Some companies do not close over the December period and therefore employees may be required to work over December. This leave, however, will be carried over to the next year. It is important for employers to include a forfeiture of leave clause in employment contracts. That is, if the carried over leave is not used by April of the following year such leave will be forfeited. If employers do not have this clause such leave will need to be paid out should the employee ever leave their employment.
Employers may not pay workers instead of granting leave, except on termination of employment.
3. What happens if I am required to work on a public holiday?
Public holidays are regulated in terms of section 18 of the Basic Conditions of Employment Act 75 of 1997. If an employee agrees to work on a public holiday, he/she must be paid double their wage for the day, or alternatively be given a full day off amounting to one full day of leave, which will be over and above their annual leave.

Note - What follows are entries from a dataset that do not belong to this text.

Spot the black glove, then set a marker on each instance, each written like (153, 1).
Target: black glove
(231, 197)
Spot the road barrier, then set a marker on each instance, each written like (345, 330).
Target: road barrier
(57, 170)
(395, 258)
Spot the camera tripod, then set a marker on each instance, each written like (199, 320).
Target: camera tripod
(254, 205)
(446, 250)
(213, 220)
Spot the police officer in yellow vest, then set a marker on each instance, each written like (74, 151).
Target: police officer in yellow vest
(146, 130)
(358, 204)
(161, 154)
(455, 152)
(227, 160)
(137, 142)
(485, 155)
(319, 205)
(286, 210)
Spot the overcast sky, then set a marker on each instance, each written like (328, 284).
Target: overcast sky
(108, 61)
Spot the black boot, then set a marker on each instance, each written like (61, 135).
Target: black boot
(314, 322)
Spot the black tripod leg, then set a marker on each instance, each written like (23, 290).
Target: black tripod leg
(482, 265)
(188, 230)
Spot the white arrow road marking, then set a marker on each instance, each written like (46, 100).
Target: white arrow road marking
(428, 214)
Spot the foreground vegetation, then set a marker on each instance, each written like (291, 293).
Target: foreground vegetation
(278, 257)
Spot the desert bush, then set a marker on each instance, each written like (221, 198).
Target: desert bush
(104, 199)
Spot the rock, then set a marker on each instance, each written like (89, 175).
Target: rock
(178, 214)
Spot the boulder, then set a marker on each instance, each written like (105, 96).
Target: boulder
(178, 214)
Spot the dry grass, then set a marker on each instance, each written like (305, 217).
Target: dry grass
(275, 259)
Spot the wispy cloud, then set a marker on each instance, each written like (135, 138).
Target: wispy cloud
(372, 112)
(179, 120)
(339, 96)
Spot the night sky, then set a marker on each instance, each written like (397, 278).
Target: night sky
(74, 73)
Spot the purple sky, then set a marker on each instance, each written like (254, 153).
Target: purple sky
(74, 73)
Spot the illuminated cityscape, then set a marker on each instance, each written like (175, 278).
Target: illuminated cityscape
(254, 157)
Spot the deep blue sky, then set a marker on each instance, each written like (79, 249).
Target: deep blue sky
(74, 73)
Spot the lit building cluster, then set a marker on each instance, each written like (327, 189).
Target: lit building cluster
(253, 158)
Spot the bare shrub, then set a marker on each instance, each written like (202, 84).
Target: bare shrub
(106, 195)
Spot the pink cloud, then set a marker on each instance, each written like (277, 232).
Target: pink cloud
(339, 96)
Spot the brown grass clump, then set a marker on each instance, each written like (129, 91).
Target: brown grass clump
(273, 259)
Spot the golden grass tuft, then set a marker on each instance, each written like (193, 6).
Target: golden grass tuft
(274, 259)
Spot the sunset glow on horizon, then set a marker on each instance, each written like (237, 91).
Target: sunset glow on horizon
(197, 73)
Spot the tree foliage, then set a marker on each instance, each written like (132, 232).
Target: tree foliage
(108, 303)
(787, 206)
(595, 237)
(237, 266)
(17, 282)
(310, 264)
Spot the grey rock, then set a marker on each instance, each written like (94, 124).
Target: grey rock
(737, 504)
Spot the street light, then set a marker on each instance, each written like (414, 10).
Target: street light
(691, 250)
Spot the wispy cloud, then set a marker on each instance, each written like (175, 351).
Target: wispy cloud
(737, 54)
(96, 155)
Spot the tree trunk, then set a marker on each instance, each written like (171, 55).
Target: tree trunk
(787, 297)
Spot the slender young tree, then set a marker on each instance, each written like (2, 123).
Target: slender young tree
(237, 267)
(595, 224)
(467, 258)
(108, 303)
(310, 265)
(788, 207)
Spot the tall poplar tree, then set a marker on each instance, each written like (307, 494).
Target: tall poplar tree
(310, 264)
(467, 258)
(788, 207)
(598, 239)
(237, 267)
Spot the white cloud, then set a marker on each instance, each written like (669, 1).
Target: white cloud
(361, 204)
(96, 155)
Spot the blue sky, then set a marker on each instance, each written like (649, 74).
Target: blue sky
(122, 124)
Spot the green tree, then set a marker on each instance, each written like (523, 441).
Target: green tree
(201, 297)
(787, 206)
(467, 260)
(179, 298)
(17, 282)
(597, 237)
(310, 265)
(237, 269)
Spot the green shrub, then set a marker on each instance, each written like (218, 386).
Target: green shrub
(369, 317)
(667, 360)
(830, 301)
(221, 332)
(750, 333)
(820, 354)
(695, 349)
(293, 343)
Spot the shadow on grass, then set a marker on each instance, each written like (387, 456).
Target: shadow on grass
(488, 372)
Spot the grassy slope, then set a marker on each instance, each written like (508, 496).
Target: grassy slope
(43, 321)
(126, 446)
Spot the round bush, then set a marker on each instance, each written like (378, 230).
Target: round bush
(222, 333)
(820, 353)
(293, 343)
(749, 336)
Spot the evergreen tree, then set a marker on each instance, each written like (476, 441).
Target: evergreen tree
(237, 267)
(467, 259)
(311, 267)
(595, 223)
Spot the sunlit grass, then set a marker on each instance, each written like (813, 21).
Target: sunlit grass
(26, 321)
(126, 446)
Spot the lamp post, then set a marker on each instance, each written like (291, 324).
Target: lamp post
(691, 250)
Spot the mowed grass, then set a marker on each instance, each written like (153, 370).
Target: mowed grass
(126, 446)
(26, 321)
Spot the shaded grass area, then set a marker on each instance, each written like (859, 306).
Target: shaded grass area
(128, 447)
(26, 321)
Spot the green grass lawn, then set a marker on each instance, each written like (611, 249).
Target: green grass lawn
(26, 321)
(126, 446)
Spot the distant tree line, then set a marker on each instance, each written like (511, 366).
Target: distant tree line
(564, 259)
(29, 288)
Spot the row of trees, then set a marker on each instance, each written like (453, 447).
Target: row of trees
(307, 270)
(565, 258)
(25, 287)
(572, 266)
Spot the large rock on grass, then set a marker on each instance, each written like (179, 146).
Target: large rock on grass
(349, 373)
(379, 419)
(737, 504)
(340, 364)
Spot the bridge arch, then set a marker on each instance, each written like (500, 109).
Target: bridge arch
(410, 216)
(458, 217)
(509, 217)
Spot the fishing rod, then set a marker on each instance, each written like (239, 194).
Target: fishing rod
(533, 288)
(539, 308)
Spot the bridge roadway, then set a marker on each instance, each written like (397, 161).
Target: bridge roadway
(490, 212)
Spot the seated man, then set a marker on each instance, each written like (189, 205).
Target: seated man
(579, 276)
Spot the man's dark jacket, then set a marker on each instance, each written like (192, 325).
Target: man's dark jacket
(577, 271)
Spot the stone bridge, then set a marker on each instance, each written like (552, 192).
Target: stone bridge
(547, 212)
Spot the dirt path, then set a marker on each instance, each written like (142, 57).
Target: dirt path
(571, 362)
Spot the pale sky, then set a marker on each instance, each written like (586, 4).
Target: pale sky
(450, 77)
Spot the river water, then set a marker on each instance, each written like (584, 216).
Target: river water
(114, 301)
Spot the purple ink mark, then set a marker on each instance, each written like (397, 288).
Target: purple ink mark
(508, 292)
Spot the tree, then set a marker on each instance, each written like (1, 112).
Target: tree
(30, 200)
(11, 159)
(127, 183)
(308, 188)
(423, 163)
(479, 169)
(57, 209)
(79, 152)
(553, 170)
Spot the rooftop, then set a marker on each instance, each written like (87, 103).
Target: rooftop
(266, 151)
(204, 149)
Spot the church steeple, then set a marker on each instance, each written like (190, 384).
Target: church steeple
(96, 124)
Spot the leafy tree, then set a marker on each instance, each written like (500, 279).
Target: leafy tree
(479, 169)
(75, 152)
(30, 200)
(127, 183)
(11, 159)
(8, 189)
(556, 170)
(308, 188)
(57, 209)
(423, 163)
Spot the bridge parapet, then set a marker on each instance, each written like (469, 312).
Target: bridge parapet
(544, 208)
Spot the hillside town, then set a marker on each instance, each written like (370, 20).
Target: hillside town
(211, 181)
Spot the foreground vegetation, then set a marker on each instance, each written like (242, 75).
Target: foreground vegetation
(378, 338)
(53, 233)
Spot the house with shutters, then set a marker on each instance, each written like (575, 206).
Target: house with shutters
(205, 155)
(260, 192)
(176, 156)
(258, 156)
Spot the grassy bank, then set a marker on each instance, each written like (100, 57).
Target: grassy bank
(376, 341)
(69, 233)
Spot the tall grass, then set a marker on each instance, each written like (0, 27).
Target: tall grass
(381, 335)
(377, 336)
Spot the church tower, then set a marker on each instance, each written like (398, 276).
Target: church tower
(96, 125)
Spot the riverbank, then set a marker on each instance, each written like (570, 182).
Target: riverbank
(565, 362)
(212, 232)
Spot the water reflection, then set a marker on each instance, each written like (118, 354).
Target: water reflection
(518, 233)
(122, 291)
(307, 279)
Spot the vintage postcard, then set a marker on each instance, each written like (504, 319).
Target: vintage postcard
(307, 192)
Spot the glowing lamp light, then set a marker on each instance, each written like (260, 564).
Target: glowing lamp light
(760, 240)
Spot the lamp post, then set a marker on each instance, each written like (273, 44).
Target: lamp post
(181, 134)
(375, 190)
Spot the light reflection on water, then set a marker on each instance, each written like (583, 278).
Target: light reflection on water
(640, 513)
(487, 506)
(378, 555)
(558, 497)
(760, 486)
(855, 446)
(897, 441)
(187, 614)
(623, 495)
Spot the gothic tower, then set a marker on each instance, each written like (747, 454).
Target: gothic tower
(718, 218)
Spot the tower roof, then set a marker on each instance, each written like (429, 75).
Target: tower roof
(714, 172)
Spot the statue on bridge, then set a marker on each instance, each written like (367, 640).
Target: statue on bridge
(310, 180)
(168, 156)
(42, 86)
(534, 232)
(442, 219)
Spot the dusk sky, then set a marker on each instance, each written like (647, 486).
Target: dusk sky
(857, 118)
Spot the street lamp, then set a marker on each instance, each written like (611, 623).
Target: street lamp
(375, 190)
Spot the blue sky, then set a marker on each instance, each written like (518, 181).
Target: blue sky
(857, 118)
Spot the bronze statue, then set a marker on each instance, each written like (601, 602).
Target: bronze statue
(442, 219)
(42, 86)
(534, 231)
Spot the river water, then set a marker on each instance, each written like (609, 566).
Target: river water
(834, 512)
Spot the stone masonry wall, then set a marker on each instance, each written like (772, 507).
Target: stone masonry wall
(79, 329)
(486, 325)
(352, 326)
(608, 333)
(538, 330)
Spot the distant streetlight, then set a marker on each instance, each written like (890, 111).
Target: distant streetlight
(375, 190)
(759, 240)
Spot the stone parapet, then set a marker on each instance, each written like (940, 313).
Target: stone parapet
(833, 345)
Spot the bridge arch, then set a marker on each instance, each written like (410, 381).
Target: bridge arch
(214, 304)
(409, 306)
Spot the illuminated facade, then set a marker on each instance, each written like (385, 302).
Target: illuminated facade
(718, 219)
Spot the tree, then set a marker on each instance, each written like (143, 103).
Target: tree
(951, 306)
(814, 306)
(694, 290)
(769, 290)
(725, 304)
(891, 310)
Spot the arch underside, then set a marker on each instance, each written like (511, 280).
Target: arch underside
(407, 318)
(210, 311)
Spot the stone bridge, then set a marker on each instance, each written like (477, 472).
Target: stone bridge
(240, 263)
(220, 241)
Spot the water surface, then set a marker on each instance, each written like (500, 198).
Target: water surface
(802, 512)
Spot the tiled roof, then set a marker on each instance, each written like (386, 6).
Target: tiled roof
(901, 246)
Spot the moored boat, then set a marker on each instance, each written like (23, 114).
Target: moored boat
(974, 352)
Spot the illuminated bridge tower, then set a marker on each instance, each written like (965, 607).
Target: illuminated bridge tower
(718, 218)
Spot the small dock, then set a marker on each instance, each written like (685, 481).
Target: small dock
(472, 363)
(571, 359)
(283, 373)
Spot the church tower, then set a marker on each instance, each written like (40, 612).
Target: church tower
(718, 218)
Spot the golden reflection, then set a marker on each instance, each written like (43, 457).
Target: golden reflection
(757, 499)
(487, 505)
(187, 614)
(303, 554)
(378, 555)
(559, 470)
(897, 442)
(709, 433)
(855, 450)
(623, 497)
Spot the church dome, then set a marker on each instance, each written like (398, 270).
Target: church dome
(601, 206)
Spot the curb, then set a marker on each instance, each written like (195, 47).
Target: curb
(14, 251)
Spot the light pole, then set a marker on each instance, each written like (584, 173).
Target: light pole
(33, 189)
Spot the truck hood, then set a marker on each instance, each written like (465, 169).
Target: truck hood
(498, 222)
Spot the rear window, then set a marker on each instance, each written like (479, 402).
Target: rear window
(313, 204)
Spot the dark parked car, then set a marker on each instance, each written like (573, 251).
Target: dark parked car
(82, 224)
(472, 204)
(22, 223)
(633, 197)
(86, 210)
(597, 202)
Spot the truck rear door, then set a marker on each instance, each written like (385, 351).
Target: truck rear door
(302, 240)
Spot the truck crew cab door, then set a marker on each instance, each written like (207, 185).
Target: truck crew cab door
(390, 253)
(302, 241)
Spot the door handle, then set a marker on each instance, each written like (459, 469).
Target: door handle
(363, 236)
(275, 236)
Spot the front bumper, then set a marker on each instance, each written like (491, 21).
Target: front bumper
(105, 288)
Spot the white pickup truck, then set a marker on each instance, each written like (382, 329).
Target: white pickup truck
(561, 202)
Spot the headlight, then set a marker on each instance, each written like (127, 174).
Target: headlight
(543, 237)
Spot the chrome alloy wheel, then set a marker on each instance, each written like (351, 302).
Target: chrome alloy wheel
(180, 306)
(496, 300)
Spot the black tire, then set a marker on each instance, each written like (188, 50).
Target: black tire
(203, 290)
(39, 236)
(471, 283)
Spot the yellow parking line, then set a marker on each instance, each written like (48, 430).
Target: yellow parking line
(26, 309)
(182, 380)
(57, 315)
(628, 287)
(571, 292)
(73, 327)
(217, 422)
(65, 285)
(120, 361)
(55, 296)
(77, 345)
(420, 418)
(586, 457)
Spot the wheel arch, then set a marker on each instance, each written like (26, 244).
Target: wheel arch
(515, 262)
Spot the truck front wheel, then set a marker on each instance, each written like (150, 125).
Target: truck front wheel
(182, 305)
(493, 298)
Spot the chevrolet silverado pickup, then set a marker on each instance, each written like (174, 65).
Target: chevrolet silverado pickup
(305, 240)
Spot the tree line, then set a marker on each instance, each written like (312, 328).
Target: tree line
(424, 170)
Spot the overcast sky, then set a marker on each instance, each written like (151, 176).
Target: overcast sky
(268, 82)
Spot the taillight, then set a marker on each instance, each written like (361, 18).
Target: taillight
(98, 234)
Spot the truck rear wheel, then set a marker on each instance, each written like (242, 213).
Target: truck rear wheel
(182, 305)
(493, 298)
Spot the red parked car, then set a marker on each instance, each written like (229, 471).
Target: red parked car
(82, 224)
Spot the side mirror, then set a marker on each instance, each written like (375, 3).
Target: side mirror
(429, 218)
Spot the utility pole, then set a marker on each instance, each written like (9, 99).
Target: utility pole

4. If an employee commits a misconduct over the December period inside or outside working hours, can they be charged?
Yes. It is important to consider the employer’s disciplinary code and procedure. Any misconduct that brings the company’s name into disrepute may be charged even if such misconduct is outside of ordinary working hours.
5. Annual leave and shutdown periods – what are the labour laws?
Employees who work for 24 hours or more in a month may take annual leave. Every employee is entitled to 21 consecutive days (15 working days) annual leave on full pay in every leave cycle of 12 months. This may be increased according to the specific employee, the title they hold, or their length of service in the company.
If employers have a shutdown period, employees may be requested to take their annual leave over this time. This may be stipulated in an employment contract. If this shutdown period and annual leave are communicated to the employee, and if employees exhaust their annual leave earlier in the year, the shutdown period will be treated as unpaid leave.